Un autre responsable israélien a évoqué des "gestes" rapides à l'égard du président palestinien, y compris le versement au gouvernement de crise d'une partie des 700 millions de dollars de recettes fiscales gelées par l'Etat juif après la victoire électorale du Hamas en janvier 2006. De 300 à 400 millions de dollars pourraient être reversés, le reste étant bloqué par la justice pour couvrir des dettes palestiniennes à l'égard d'entreprises israéliennes.

Un embargo diplomatique et économique de la bande de Gaza resterait en vigueur en raison du refus du Hamas de reconnaître Israël et de renoncer à la violence. Ce blocus pourrait même être renforcé en certains endroits, a ajouté ce responsable.

Dans son discours devant des responsables juifs américains, Olmert a invité les pays arabes modérés à prendre leurs distances avec le Hamas et à encourager les Palestiniens à oeuvrer en faveur de la paix sous la direction d'Abbas.

Il s'est dit prêt à des rencontres régulières avec le président palestinien, qu'il n'a plus vu depuis avril, afin de dessiner ce que les Etats-Unis qualifient d'"horizon politique" menant à la création d'un Etat palestinien.

"NE PAS LAISSER PASSER CETTE OCCASION"

"Nous sommes prêts à discuter sérieusement avec lui de l'horizon politique pour ce qui deviendra finalement la base d'un accord permanent entre nous et les Palestiniens", a promis Olmert.
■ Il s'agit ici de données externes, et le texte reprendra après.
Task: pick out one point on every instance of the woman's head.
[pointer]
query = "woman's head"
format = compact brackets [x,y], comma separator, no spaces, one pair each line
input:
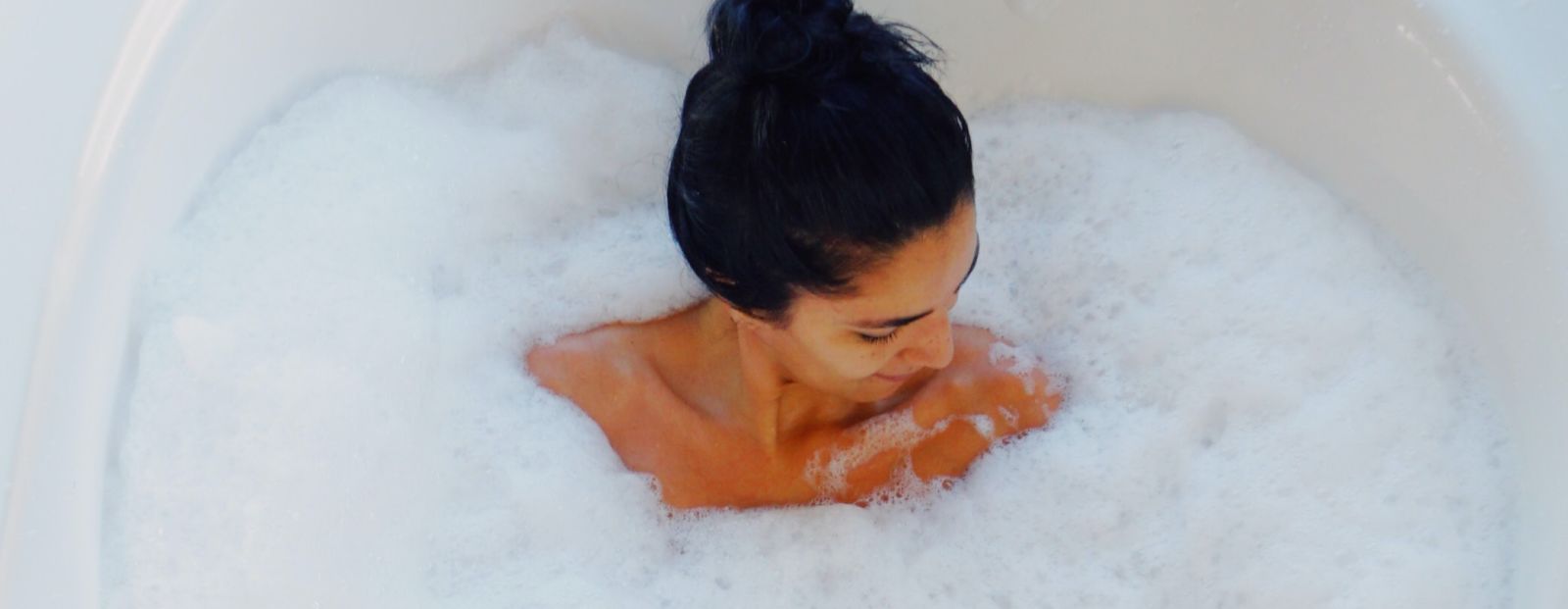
[815,154]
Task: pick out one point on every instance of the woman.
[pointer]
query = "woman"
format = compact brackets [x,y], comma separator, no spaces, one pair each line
[820,187]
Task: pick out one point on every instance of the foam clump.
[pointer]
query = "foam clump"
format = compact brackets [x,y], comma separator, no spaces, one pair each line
[1264,404]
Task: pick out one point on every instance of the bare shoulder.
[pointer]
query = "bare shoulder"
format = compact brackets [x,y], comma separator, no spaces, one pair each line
[592,366]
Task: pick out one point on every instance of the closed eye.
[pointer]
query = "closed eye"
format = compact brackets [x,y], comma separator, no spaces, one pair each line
[877,339]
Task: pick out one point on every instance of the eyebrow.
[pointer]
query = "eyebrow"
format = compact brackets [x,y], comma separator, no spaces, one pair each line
[898,322]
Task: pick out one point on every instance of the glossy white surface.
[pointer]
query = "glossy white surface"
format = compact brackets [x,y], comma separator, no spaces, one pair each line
[1439,122]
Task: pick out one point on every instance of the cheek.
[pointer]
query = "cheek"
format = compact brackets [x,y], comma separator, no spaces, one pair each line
[855,361]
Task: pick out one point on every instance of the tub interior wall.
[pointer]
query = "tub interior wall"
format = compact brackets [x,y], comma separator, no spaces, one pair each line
[1371,98]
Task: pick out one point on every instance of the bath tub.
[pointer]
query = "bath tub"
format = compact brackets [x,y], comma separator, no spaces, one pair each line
[1442,122]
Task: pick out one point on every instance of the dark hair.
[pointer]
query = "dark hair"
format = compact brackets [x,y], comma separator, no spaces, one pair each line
[811,145]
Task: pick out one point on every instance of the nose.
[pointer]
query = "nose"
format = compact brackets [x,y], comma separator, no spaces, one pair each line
[935,347]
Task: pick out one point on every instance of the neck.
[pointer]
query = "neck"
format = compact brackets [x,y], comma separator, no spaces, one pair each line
[768,402]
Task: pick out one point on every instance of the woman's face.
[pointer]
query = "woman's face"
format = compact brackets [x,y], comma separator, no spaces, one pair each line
[866,344]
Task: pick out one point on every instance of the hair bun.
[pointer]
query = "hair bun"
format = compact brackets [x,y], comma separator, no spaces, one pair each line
[773,36]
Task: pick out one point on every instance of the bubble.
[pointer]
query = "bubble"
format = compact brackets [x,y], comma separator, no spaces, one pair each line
[1266,404]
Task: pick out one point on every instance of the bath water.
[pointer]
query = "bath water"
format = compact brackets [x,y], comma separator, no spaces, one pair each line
[1266,404]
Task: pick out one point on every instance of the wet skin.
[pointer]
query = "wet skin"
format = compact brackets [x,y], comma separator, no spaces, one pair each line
[726,410]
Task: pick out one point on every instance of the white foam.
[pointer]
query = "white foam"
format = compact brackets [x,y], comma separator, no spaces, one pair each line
[1264,407]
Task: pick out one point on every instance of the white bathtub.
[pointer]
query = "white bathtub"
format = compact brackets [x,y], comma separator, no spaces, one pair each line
[1443,123]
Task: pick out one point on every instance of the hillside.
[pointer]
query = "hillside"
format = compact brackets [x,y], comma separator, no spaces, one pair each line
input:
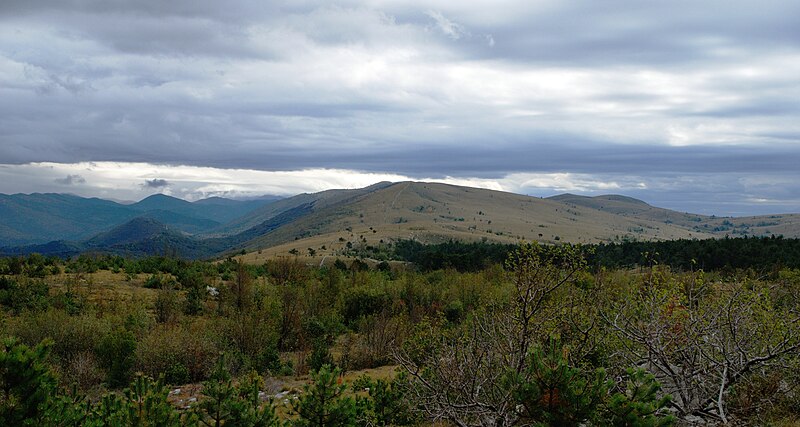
[29,219]
[433,213]
[333,222]
[787,225]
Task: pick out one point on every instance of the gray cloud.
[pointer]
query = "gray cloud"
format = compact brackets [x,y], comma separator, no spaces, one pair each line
[155,183]
[685,90]
[71,180]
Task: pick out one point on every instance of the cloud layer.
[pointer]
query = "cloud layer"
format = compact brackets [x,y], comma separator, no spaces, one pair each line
[689,104]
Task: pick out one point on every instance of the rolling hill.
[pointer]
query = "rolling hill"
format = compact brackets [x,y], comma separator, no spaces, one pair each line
[329,222]
[29,219]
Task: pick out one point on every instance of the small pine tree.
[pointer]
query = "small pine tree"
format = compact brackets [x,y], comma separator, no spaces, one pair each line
[323,403]
[226,404]
[638,406]
[26,382]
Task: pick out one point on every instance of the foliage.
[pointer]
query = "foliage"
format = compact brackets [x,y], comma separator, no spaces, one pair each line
[117,354]
[227,404]
[323,403]
[26,382]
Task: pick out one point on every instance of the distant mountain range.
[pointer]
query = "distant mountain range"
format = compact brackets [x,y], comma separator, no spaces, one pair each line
[27,219]
[330,221]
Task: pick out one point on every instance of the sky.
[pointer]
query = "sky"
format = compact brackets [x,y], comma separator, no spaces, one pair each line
[693,106]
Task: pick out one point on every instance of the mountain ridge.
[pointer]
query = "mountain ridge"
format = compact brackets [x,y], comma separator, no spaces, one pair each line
[333,221]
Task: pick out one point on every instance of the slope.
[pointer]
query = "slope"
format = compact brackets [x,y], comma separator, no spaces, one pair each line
[431,212]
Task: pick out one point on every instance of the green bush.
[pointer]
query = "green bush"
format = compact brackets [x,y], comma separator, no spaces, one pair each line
[116,351]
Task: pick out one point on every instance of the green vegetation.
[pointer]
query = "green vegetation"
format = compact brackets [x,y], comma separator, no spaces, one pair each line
[475,334]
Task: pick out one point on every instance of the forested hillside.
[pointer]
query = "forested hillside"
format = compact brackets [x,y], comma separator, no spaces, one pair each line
[525,335]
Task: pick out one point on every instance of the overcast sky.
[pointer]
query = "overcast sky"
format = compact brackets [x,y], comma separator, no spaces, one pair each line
[691,105]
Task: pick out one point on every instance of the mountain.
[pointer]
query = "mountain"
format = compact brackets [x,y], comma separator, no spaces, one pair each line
[787,225]
[137,237]
[39,218]
[431,212]
[334,221]
[317,200]
[27,219]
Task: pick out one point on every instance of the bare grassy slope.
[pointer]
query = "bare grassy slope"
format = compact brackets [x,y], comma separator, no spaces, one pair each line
[787,225]
[432,212]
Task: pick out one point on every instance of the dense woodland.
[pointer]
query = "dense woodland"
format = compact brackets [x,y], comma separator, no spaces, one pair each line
[671,333]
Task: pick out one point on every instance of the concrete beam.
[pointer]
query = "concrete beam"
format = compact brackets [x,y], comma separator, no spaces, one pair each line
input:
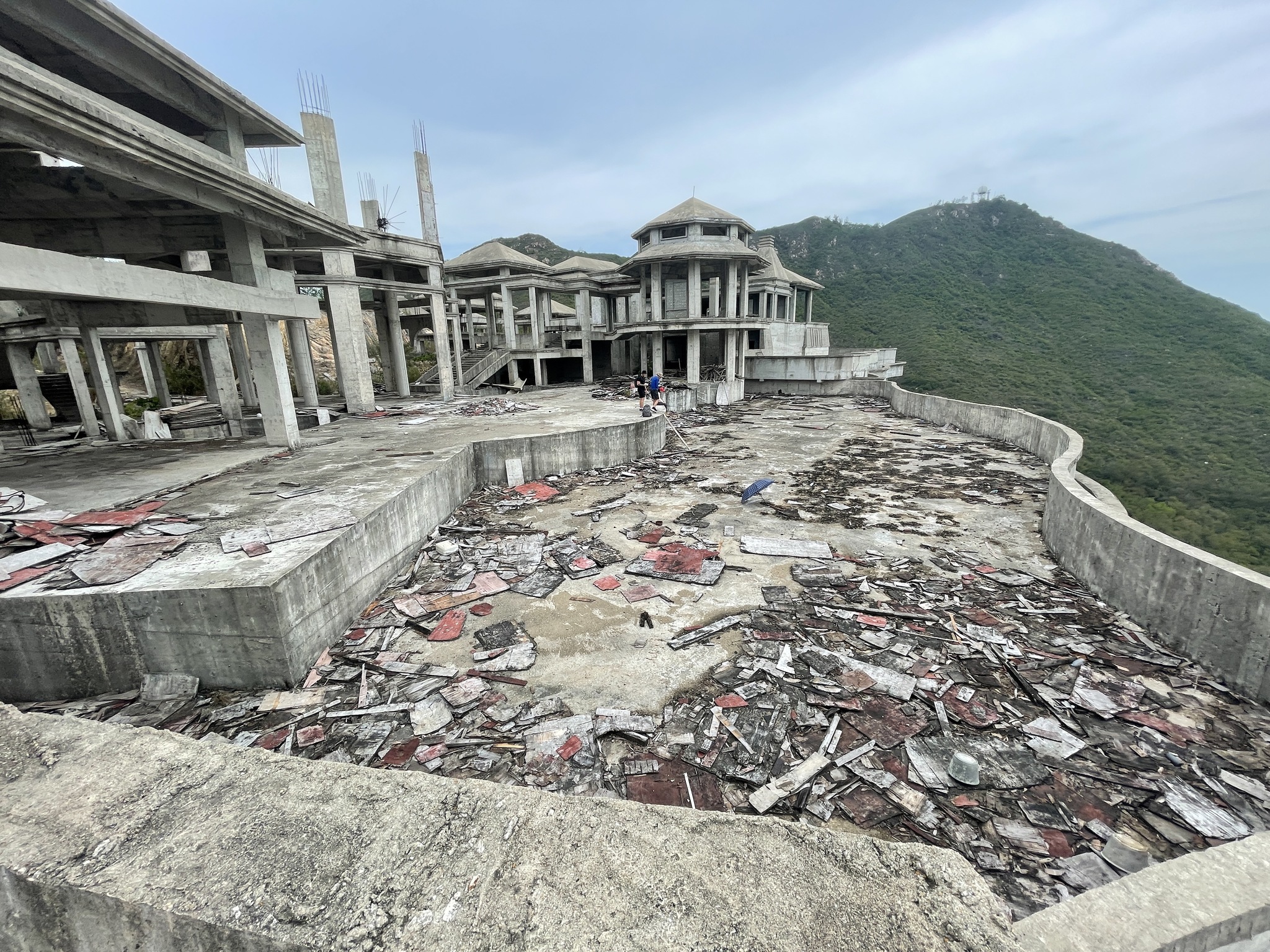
[36,273]
[47,112]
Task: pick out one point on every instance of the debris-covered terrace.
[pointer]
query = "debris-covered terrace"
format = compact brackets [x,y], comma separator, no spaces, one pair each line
[824,653]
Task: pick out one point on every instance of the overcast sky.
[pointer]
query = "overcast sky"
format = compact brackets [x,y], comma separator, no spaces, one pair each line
[1146,123]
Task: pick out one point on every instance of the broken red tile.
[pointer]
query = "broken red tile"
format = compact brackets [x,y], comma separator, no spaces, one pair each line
[489,584]
[882,720]
[1057,842]
[401,753]
[430,753]
[638,593]
[122,518]
[450,626]
[539,490]
[855,681]
[273,739]
[308,736]
[22,575]
[1176,733]
[972,712]
[678,558]
[978,616]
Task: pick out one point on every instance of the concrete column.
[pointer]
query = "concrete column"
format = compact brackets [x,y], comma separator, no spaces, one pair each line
[458,330]
[214,355]
[657,291]
[695,356]
[349,334]
[242,367]
[159,376]
[272,384]
[322,150]
[397,350]
[79,385]
[730,294]
[427,201]
[513,374]
[535,335]
[103,382]
[441,342]
[694,289]
[303,362]
[47,353]
[29,386]
[148,375]
[582,301]
[381,334]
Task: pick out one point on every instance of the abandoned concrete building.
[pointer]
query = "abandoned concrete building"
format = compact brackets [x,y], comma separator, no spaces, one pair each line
[475,655]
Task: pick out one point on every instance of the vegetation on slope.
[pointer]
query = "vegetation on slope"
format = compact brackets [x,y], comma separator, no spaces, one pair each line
[548,252]
[993,302]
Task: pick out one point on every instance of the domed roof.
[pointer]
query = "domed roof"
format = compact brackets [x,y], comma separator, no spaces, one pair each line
[694,209]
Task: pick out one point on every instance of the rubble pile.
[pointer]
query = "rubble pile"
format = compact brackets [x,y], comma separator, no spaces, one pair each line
[84,549]
[930,696]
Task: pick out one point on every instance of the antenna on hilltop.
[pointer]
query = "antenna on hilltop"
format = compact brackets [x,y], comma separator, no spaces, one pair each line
[313,93]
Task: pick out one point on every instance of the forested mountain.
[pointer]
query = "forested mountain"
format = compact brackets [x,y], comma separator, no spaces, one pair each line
[992,302]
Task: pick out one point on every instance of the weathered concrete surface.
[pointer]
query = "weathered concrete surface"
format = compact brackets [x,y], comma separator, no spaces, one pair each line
[593,654]
[1204,607]
[1192,904]
[235,621]
[329,856]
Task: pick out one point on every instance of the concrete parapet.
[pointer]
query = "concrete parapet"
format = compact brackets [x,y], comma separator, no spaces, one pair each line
[1193,904]
[242,625]
[161,842]
[1206,607]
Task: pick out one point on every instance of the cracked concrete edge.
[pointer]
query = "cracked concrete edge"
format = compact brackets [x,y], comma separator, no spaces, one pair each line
[1197,903]
[332,856]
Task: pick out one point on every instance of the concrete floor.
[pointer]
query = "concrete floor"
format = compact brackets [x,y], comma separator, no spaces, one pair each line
[356,462]
[593,654]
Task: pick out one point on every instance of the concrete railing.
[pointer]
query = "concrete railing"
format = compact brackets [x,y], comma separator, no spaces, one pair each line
[1202,606]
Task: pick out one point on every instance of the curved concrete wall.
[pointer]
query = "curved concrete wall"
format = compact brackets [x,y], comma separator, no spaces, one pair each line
[1204,607]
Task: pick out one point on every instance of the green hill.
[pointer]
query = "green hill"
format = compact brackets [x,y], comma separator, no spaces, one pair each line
[548,252]
[993,302]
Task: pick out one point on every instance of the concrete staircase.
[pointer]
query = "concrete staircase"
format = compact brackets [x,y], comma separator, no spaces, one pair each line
[479,366]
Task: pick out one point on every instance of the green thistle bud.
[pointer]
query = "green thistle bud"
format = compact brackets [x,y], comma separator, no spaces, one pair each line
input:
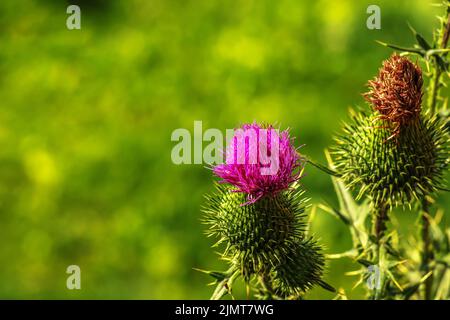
[397,171]
[300,270]
[266,237]
[396,154]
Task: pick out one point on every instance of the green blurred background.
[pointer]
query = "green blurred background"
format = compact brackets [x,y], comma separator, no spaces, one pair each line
[86,117]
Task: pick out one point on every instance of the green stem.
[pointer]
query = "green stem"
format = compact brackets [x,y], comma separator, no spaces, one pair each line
[379,255]
[427,249]
[435,86]
[224,286]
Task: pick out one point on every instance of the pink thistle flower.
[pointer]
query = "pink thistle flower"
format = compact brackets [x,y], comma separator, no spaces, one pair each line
[260,162]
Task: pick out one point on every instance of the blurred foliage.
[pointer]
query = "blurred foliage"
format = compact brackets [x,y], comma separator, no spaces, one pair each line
[86,117]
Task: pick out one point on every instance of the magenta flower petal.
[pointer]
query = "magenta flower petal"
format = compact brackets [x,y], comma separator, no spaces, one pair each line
[260,162]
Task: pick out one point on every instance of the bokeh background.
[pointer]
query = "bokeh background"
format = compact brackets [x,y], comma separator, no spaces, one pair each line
[86,117]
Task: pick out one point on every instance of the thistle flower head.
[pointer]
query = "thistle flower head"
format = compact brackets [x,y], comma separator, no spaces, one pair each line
[260,161]
[396,92]
[396,173]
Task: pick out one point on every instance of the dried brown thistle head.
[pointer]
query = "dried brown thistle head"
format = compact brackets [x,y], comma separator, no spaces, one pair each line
[396,93]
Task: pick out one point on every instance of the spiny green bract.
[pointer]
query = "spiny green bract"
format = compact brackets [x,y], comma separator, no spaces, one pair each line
[301,268]
[394,171]
[266,237]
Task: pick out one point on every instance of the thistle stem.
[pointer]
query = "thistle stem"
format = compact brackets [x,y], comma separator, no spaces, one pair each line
[378,231]
[224,286]
[427,249]
[434,85]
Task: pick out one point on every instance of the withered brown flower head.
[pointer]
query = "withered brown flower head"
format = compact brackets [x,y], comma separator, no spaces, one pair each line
[396,93]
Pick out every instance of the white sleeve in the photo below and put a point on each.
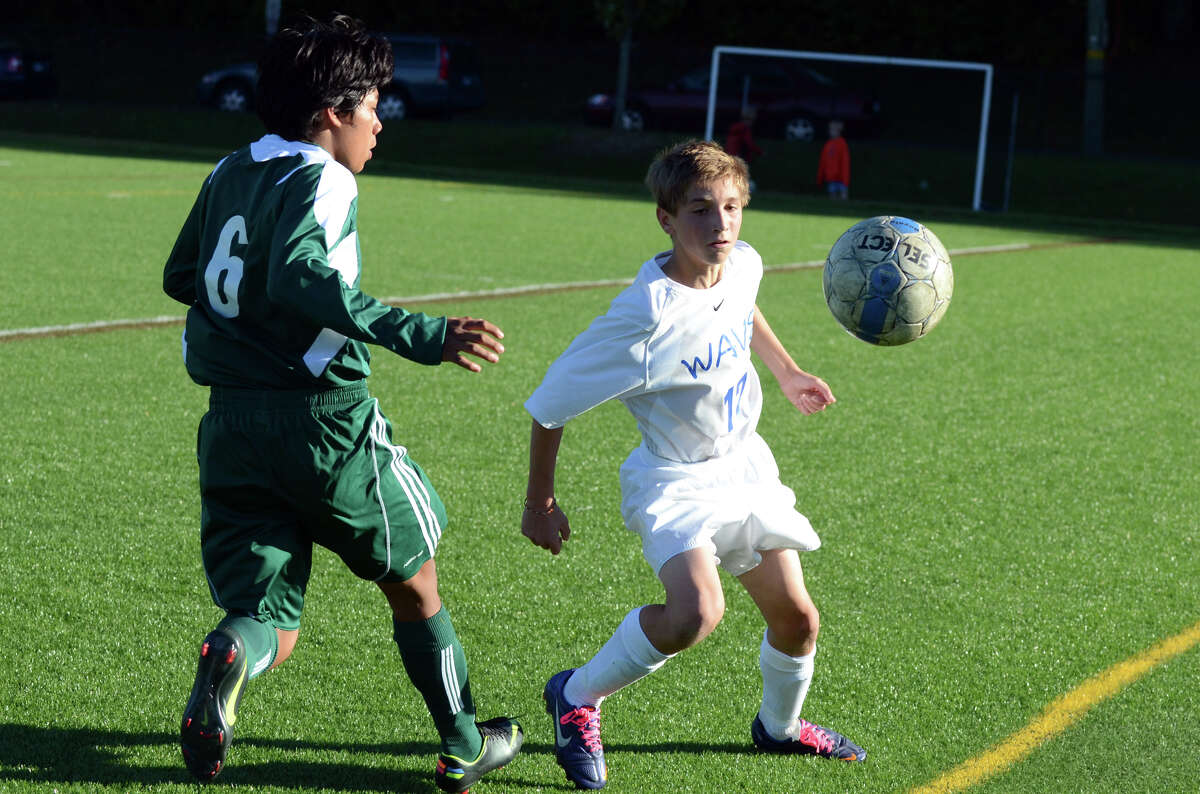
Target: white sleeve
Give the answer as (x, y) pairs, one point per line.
(606, 361)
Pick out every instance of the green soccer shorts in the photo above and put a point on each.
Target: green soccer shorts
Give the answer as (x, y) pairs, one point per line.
(283, 470)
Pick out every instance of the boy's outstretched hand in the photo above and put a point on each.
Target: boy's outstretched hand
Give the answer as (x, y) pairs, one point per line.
(808, 392)
(472, 336)
(545, 525)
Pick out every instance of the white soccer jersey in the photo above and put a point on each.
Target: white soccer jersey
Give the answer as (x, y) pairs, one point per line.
(677, 358)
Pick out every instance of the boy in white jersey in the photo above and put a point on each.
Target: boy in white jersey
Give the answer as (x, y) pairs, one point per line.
(702, 489)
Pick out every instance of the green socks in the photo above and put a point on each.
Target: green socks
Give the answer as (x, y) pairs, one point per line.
(259, 639)
(437, 667)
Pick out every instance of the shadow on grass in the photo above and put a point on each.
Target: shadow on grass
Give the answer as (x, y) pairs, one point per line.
(61, 756)
(36, 755)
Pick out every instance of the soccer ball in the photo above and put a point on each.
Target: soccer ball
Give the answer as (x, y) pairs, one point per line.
(888, 280)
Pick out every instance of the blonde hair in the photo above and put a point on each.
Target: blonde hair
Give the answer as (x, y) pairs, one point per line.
(677, 168)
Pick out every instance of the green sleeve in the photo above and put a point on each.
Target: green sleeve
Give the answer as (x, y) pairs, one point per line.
(304, 277)
(179, 275)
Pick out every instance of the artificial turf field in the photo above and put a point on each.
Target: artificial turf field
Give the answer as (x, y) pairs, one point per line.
(1008, 506)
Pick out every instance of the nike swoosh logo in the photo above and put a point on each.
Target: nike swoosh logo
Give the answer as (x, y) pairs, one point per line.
(559, 739)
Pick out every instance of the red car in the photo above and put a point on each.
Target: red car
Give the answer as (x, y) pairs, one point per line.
(791, 101)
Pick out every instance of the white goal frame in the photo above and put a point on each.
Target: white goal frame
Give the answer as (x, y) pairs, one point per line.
(987, 68)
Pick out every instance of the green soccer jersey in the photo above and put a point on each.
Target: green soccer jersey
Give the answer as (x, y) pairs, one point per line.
(269, 263)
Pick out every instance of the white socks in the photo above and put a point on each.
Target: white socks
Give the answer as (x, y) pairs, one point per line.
(627, 657)
(785, 684)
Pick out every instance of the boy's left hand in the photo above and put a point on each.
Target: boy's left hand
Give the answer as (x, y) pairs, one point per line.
(808, 392)
(469, 335)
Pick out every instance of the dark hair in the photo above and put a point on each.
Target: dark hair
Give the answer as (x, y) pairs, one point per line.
(313, 65)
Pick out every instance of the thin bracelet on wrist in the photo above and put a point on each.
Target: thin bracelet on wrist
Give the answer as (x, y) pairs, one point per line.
(549, 510)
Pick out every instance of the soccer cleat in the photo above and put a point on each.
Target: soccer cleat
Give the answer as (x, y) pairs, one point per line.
(502, 740)
(813, 740)
(577, 746)
(207, 728)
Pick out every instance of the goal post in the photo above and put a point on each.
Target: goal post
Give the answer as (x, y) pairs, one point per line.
(984, 113)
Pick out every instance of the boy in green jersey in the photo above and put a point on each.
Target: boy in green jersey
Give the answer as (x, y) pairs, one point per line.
(293, 450)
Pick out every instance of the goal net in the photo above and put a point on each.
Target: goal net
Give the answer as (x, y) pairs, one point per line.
(939, 103)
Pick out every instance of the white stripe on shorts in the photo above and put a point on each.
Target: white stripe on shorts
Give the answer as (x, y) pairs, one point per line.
(411, 482)
(383, 509)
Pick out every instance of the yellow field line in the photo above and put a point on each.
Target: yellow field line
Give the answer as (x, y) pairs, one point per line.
(1061, 715)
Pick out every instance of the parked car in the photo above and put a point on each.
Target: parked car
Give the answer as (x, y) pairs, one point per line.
(792, 101)
(432, 76)
(25, 73)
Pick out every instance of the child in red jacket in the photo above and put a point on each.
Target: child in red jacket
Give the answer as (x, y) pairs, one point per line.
(833, 168)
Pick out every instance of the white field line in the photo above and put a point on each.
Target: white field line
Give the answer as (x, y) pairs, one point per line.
(7, 335)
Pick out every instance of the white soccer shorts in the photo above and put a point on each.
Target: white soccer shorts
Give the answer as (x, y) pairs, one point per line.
(735, 505)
"Nous ne pouvons pas laisser passer cette occasion. Nous devons accomplir un effort. S'ils ne s'engagent pas de manière réciproque, bien entendu cela échouera", a-t-il toutefois prévenu.

Olmert avait auparavant rencontre le secrétaire général de l'Onu, Ban Ki-moon, à la résidence de l'ambassadeur d'Israël aux Nations unies. A cette occasion, il avait prédit une évolution "spectaculaire" dans la liberté de mouvement des Palestiniens de Cisjordanie.

Avant cette rencontre avec le secrétaire général de l'Onu, un collaborateur d'Olmert a déclaré que les deux dirigeants commenceraient à examiner l'hypothèse du déploiement d'une force internationale dans la bande de Gaza, afin de lutter contre les livraisons d'armes au Hamas et à d'autres groupes d'activistes par le biais de tunnels sous la frontière égyptienne.

Un autre proche du chef du gouvernement israélien a cependant jugé minces les chances d'assister à un tel déploiement dans un avenir proche, en raison de l'opposition de l'Egypte et du Hamas.

Outre la situation dans les territoires palestiniens, Olmert a également évoqué avec Ban les tirs de roquettes sur le nord d'Israël en provenance du Liban dimanche.

"C'est une journée très inquiétante", a dit Olmert aux journalistes lors de sa rencontre avec Ban, tout en imputant la responsabilité de ces tirs à "un petit mouvement palestinien".

Il s'est toutefois abstenu de menacer d'une éventuelle riposte militaire israélienne et a jugé que cette attaque "soulignait à nouveau l'importance du rôle de la Finul et de l'armée libanaise au Sud-Liban".

La Force intérimaire des Nations unies au Liban a été renforcée et l'armée libanaise s'est déployée dans le sud du Liban après les 34 jours de guerre entre Israël et le Hezbollah libanais au cours de l'été 2006.